Janitorial work is an integral job in California that gives people a way to earn a sound living. In some instances, however, these workers are confronted with a denial of benefits and other reasons to file employment claims. Protected under the Division of Labor Standards Enforcement (DLSE), these workers can file a complaint even if they are undocumented.
Janitorial workers are supposed to receive the minimum wage. In general, this will be paid twice per month. These workers are entitled to have a rest period of 10 minutes for every four hours worked or a commensurate fraction. If this is not provided, the employer must give the worker an extra hour of regular hourly pay for every workday in which there is no rest given. There is the right to a meal break of a minimum of 30 minutes if the worker is on the job for more than five hours. The worker is required to be relieved of duty while on meal break. If not, there must be an additional hour of pay given.
A janitorial worker who suffers an injury on the job has the right to pursue workers’ compensation. The worker has to be given the required tools, supplies and a uniform to perform the job. Workers have the right to get a wage statement or pay stub when wages are paid. This is true whether the pay is given in cash or by check. There must also be information provided as to when the paydays are scheduled. Employees must be classified accurately.

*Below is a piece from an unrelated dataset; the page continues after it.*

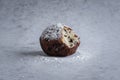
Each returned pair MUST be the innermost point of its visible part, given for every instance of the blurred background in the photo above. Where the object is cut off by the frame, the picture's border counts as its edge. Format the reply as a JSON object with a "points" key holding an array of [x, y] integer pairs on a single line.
{"points": [[95, 21]]}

The DLSE has had instances in which there has been improper classification, and it is often a reason for a denial of employee benefits.
If the worker is terminated or quits, he or she has the right to be paid within 72 hours. If this is not done, the employer might have to pay one day’s salary for every day of the delay. A worker can file a wage claim or other complaint for employer wrongdoing even if he or she is undocumented. If a janitorial worker has reason for an employment claim, a failure to pay benefits or any other violation of employee rights, he or she needs to know how to pursue what he or she are entitled to as well as any compensation that might be due.